The SEAT Act could regulate seat sizes onboard aircraft. // © 2017 iStock
Congressman Steve Cohen (D-Tenn.), a member of the House Transportation and Infrastructure Subcommittee on Aviation, and Congressman Adam Kinzinger (R-Ill.) recently announced that they will reintroduce the Seat Egress in Air Travel (SEAT) Act when Congress convenes this month.
Why It Matters:
If passed, the SEAT Act would establish a universal code on seat sizes onboard commercial aircraft, as well as a minimum distance between rows. Today, the average distance between rows of seats is 31 inches, compared to the 35 inches before airline deregulation in the 1970s. An airline seat’s average width has also dropped, from 18 inches to about 16 1/2 inches. Cohen and Kinzinger argue that, potential physical discomfort aside, the current airline configurations pose a threat to passenger safety and health — an opinion many travel agents and clients can agree on.

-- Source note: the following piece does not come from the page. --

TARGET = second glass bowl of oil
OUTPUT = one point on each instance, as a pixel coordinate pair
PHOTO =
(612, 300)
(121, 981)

- The SEAT Act was first announced by Cohen and Kinzinger as a bipartisan amendment to the Federal Aviation Administration (FAA) Reauthorization Bill in 2016.
- The new Congress will work toward renewing authorization for the FAA with the current authority set to expire on Sept. 30, 2017.
What They Are Saying:
“The time to examine the safety implications of smaller airplane seats is now, not after some future tragedy,” Cohen said. “Planes need to be capable of rapid evacuation in case of emergency, yet appropriate testing has not been conducted by the FAA on all of today's smaller seats. In addition, doctors have warned that deep vein thrombosis can afflict passengers who don't move their legs during longer flights. The safety and health of passengers must come first. That is why Congressman Kinzinger and I will be reintroducing the SEAT Act early next year during the new Congress.”